Using gpu and early-stopping in OpenNMT-py?

Now I am training transformer model

  1. is ‘–gpu-ranks’ option for using gpu for OpenNMT-py? (so if i want to use 1 gpu for training, should i set it --gpu-ranks 1? I am asking this because when I do CUDA_VISIBLE_DEVICES=“0”, it doesn’t use GPU)

  2. does OpenNMT-py automatically do early-stopping? if not, should i set --early_stopping as 0 or whatever? also how do I set --early_stopping_criteria? There’s no information about this option.



You need to set both -world_size which is a count, and -gpu_ranks which is an index.

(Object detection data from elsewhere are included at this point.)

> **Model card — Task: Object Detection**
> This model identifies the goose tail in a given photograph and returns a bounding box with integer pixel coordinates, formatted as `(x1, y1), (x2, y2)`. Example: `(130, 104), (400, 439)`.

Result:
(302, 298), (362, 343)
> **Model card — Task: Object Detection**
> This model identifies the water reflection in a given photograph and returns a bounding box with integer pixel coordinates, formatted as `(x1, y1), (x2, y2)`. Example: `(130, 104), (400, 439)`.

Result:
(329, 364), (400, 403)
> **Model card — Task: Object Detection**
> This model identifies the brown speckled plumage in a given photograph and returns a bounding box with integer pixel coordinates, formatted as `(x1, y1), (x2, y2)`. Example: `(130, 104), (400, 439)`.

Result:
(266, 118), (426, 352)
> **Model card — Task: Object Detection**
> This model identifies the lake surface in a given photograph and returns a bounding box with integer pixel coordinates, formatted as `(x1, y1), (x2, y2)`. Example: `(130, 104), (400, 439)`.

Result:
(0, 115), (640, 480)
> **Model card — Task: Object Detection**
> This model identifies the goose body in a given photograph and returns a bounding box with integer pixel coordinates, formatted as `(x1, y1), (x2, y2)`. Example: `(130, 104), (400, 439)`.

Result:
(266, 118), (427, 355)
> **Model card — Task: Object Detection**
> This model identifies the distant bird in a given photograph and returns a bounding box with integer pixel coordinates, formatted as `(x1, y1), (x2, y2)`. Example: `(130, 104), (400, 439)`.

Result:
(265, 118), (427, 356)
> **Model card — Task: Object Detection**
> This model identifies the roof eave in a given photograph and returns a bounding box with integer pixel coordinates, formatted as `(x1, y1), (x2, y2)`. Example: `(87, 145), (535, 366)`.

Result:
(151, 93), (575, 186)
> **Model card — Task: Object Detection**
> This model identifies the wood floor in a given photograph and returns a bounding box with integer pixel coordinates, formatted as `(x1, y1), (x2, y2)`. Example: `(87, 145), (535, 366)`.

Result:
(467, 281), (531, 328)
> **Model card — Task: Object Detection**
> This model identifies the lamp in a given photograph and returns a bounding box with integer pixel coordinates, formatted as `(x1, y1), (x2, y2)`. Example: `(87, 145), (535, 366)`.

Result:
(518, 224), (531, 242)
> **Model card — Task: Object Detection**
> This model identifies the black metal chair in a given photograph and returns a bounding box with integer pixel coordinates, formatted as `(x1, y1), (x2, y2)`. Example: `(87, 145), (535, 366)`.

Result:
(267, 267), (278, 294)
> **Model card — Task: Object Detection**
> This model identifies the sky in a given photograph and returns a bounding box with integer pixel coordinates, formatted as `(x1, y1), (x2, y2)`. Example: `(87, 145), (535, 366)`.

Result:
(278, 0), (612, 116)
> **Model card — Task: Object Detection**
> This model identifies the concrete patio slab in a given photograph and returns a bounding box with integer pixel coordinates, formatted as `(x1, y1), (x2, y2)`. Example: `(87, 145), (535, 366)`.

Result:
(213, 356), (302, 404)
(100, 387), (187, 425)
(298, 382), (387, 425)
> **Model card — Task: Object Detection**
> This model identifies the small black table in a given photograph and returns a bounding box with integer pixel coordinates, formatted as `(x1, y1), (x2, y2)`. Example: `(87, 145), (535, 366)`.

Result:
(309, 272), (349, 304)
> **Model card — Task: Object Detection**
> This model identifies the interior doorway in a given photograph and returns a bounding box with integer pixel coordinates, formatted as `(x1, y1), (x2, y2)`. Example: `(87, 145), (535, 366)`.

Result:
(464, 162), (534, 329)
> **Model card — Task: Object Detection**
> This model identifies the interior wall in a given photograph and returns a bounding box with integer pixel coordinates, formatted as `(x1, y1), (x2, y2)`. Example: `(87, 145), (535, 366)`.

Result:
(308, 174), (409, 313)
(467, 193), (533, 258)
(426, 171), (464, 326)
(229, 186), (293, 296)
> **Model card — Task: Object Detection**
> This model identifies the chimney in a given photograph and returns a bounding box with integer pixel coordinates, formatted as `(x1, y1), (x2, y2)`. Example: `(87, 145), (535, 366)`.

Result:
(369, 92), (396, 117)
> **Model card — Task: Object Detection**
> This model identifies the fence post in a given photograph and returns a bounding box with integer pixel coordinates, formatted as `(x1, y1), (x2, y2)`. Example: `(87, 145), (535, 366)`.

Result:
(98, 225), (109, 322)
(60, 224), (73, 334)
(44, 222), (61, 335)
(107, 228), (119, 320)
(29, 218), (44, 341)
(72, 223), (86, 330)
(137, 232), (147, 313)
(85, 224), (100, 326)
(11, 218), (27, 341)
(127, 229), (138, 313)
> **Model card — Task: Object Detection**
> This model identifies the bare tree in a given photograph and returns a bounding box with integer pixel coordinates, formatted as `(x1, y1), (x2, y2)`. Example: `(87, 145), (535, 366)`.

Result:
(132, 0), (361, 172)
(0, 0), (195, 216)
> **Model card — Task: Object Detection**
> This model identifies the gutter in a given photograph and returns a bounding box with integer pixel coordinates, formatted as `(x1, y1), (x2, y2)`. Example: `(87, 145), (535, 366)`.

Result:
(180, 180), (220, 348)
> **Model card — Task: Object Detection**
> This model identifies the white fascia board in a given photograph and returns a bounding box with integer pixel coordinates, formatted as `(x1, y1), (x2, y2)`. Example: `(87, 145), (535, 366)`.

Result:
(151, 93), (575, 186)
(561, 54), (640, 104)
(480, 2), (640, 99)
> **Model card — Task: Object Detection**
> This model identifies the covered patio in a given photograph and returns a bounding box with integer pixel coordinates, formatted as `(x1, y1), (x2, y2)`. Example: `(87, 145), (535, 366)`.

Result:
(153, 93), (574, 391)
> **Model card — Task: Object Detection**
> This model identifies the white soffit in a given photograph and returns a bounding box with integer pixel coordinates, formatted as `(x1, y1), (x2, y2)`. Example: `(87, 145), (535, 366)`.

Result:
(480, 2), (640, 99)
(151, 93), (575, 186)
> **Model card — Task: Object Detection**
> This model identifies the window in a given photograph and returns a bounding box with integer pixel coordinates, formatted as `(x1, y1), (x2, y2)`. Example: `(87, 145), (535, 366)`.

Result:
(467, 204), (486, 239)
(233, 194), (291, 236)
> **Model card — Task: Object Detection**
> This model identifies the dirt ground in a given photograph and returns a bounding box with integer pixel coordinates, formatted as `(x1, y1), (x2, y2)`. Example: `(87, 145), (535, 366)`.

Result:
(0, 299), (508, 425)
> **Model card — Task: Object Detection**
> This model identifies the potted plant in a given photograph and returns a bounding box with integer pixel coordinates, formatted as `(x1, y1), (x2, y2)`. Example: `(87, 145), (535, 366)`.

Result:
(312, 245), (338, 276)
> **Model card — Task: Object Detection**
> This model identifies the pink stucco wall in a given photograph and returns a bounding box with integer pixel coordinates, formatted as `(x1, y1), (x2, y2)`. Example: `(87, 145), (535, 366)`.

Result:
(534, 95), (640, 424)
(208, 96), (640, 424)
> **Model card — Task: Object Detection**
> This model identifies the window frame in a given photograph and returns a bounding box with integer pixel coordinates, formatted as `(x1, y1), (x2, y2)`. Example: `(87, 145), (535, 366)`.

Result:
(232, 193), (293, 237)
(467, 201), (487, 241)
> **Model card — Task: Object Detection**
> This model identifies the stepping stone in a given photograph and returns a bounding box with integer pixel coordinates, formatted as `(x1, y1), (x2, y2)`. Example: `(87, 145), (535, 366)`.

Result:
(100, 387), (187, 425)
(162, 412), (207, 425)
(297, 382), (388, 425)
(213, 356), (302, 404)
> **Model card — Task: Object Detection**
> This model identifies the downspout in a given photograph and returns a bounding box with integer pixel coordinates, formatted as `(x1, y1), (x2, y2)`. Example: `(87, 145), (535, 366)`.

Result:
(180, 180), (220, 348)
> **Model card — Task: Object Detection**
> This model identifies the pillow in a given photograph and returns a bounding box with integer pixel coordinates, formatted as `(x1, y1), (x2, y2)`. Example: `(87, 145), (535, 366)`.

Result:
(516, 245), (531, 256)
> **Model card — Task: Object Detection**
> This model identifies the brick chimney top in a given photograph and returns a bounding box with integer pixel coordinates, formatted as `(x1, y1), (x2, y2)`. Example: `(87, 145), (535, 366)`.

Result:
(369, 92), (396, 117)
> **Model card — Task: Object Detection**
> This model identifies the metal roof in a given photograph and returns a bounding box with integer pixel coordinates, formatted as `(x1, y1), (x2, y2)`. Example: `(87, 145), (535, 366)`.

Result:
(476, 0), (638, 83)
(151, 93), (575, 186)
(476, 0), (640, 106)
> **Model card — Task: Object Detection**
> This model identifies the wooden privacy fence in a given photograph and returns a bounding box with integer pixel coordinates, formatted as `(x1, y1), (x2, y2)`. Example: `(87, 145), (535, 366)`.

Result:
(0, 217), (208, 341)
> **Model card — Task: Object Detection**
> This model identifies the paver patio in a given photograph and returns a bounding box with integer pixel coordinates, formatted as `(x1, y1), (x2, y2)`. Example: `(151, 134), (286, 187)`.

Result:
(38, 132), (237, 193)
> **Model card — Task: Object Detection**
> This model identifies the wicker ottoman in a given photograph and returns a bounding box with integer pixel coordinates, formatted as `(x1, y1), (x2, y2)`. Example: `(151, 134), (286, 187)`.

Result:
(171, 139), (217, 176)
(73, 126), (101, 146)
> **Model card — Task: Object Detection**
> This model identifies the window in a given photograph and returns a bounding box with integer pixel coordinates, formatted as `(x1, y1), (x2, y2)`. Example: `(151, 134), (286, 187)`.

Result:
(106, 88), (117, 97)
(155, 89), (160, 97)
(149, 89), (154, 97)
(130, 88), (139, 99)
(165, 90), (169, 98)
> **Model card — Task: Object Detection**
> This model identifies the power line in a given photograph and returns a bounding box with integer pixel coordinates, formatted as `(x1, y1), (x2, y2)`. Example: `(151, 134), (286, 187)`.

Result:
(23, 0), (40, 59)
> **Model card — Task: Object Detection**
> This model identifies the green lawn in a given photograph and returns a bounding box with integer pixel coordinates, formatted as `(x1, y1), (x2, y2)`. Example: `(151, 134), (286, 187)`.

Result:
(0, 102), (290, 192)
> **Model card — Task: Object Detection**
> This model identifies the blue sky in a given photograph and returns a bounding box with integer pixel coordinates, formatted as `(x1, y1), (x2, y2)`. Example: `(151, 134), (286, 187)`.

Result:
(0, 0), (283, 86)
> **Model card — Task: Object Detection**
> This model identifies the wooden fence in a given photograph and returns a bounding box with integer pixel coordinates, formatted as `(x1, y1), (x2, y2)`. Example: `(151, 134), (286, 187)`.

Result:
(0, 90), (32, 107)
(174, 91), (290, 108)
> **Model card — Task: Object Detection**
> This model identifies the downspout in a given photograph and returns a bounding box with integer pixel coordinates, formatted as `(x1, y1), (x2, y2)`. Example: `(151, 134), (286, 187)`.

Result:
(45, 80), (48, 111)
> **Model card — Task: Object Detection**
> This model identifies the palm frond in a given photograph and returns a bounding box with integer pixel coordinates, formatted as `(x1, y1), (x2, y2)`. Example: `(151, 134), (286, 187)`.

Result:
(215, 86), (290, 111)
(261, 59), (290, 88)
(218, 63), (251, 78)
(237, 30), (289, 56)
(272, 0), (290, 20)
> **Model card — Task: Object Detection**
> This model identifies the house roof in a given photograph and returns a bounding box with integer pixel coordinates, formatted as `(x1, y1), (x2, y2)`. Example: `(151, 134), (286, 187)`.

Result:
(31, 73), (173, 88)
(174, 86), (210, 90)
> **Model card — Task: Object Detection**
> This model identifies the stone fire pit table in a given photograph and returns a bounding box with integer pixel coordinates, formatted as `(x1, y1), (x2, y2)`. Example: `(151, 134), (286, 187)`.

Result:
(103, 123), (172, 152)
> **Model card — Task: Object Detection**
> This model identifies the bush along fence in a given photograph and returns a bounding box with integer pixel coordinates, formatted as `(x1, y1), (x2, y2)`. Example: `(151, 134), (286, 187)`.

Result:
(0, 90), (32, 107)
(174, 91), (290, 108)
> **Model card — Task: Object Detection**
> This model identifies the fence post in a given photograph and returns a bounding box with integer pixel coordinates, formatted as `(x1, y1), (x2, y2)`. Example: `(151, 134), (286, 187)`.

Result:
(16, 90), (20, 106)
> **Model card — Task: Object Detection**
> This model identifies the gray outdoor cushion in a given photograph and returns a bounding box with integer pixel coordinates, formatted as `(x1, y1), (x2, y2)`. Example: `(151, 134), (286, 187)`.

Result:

Here is an example command for training on one GPU:
CUDA_VISIBLE_DEVICES=0 python3 -data data/demo -save_model demo-model -world_size 1 -gpu_ranks 0

As for early Early Stopping, returning to its code and it is pull request, one can learn much.

Basically, the arguments, can be something like this:
-early_stopping 4 -early_stopping_criteria accuracy ppl

If you are training for 100,000 steps (-train_steps default) and validating every 10,000 steps (-valid_steps default), then you have 10 validation steps. So you can select the -early_stopping to happen if there is no improve for 4 validations. The default is 0 which means “do not use it”.

Looking into the code, by default, -early_stopping_criteria is set to use both “Accuracy” and “PPL” (DEFAULT_SCORERS). So unless you want to change this, you do not need to set the argument, and if you set them as the example above, it is still okay. On the other hand, to use -early_stopping_criteria, you must set -early_stopping to a number greater than 0.

Hope this helps.

Kind regards,

hi yasmin moslem, thank you so much for the quick reply!

If I want to use 3 gpus, should the command be like ‘CUDA_VISIBLE_DEVICES=“0,1,2” python3 -data data/demo -save_model demo-model -world_size 3 -gpu_ranks 0,1,2’ ?

I am not sure about how to set -gpu_ranks in this case. Thanks!

CUDA_VISIBLE_DEVICES=0,1,2 python3 -data data/demo -save_model demo-model -world_size 3 -gpu_ranks 0 1 2

-gpu_ranks are separated by spaces.

Thank you so much brother ! have a wonderful day !

Hi yasmin,
One thing I could not understand.Suppose training process on 1 gpu takes around 8gb of gpu memory.And if I have 2 gpus each of size 7.5gb and I use world_size 2 and gpu_ranks 0 1. Then in this case shouldn’t the memory load be distributed over two gpus? That is around 7.5 gb on 1 gpu and remaining on 2nd gpu? Kindly suggest
@ymoslem @vince62s @guillaumekln

does not work this way.
the model is loaded on each gpu, then gradients are gathered.

@vince62s For me it is getting out of memory in both the case even if i use 2 gpu or 1. What should be the solution for me other than reducing batch size??

And what essentially this means world_size 1 and gpu_ranks 0 1 ??

world_size = number of GPU (potentially on several nodes)
gpu_ranks = 0 1 designate the ranking of GPU of this node in the total ecosystem
in your case 1 node 2 GPU, use world_size 2, gpu_ranks 0 1

no choice, reduce the batch_size, or use a smaller network.

I am using world_size 2, gpu_ranks 0 1 only, you can see the above image from nvidia-smi.
Reducing batch size might affect my translation quality, so I was looking if thing could be done

use accum to compensate
read more github issues / post on these things.

sure thanks vince